When i use Proc severity and proc univariate to estimate parameters,

i have a difference between my 2 estimate parameters.

How i can resolve this problem?

I would like to have exactly the same parameter.

 

Exemple :

DATA Grave2;

INPUT Var1;

CARDS;

148234

17967

24066

20357

2409

93913

24879

75094

42631

50359

22077

63590

25720

57214

228177

105531

77630

62990

99790

477139

;

RUN;

/*a)Estimate parameter with proc Univariate*/

rsubmit;

proc univariate data=Grave2;

var VAR1;

histogram / gamma(theta=0);

qqplot / gamma(theta=0 alpha=est Sigma=est);

ppplot / gamma(theta=0 alpha=est Sigma=est);

histogram / lognormal(theta=0);

qqplot / lognormal(theta=0 zeta=est Sigma=est);

ppplot / gamma(theta=0 alpha=est Sigma=est);

histogram / weibull(theta=0);

qqplot / weibull(theta=0 C=est Sigma=est);

ppplot / weibull(theta=0 C=est Sigma=est);

histogram / pareto(theta=0);

qqplot / pareto(theta=0 alpha=est Sigma=est);

ppplot / pareto(theta=0 alpha=est Sigma=est);

run;

endrsubmit;

/*b) Estimate parameter with Proc severity*/

rsubmit;

proc severity data=Grave2 crit=aic covout plots=none; /* call proc on view */loss VAR1;

title "Statistique des sinistres et selection de la loi par critère AIC";

dist gamma logn weibull gpd /*Pareto donne des résultats trop differents entre severity et univariate*/;

/*dist _predefined_; Preselection de lois utilisées en réassurance*/

run;

endrsubmit;

 

Regards,

1 REPLY 1
Rick_SAS
SAS Super FREQ

There are many ways to fit distributional parameters to data: method of moments, optimization of the likelihhod equation, optimization of an approximate likelihood, matching percentiles, and so forth.  The estimates can also depend on the initial guess and the numerical optimization technique.

 

The documentation for the procedures descrbe how the parameters are estimated.

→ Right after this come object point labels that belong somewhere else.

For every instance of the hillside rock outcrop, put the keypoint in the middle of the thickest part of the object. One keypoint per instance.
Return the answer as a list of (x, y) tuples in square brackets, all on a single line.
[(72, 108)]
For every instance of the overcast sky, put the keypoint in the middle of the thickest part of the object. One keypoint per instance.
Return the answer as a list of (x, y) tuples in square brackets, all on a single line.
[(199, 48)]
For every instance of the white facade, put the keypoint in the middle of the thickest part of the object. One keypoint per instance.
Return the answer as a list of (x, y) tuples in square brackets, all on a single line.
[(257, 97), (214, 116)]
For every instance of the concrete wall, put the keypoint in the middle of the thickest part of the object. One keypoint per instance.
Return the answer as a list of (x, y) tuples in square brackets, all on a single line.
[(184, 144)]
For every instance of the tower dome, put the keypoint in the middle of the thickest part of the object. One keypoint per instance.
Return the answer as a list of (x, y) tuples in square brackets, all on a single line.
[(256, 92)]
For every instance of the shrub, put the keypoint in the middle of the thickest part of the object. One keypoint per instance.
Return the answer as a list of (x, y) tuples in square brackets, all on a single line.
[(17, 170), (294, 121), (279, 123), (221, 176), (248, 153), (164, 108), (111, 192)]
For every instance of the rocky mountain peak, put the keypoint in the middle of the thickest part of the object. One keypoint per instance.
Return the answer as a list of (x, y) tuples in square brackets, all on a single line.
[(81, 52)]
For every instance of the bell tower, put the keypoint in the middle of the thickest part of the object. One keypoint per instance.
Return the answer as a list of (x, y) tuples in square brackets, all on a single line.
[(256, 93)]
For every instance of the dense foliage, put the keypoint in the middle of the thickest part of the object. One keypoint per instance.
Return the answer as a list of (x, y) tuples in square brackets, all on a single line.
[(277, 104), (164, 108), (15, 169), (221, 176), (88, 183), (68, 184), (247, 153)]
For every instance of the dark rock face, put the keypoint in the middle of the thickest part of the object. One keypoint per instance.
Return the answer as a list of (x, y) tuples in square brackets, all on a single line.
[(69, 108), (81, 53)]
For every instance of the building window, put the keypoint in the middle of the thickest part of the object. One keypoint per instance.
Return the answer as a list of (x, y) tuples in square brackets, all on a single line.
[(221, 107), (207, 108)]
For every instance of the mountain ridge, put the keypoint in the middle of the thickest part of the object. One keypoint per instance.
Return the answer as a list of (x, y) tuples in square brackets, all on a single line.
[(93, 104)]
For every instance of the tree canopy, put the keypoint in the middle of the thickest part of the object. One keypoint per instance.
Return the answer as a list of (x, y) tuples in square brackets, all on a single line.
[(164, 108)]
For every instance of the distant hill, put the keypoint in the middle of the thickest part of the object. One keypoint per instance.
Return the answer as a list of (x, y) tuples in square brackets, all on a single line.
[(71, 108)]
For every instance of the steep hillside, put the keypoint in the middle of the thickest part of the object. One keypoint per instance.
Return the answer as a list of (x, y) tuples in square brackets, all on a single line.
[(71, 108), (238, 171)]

The doc tor PROC SEVERITY shows how parameters are initialized and what estimation techniques are used. For example, for a gamma distribution, an APPROXIMATE MLE is formed by approximating the digamma function.  This results in a fast estimation. In contrast, the UNIVARIATE procedure solves the true MLE by using the full digamma fnuction.  It is slower, but more accurate.

 

In short, you are not going to be able to get exactly the same answers for the distributions for which SEVERITY and UNIVARIATE use different estimation methods. For distributions like the gamma, the documentation indicates that the estimates might be off by a few percentage points.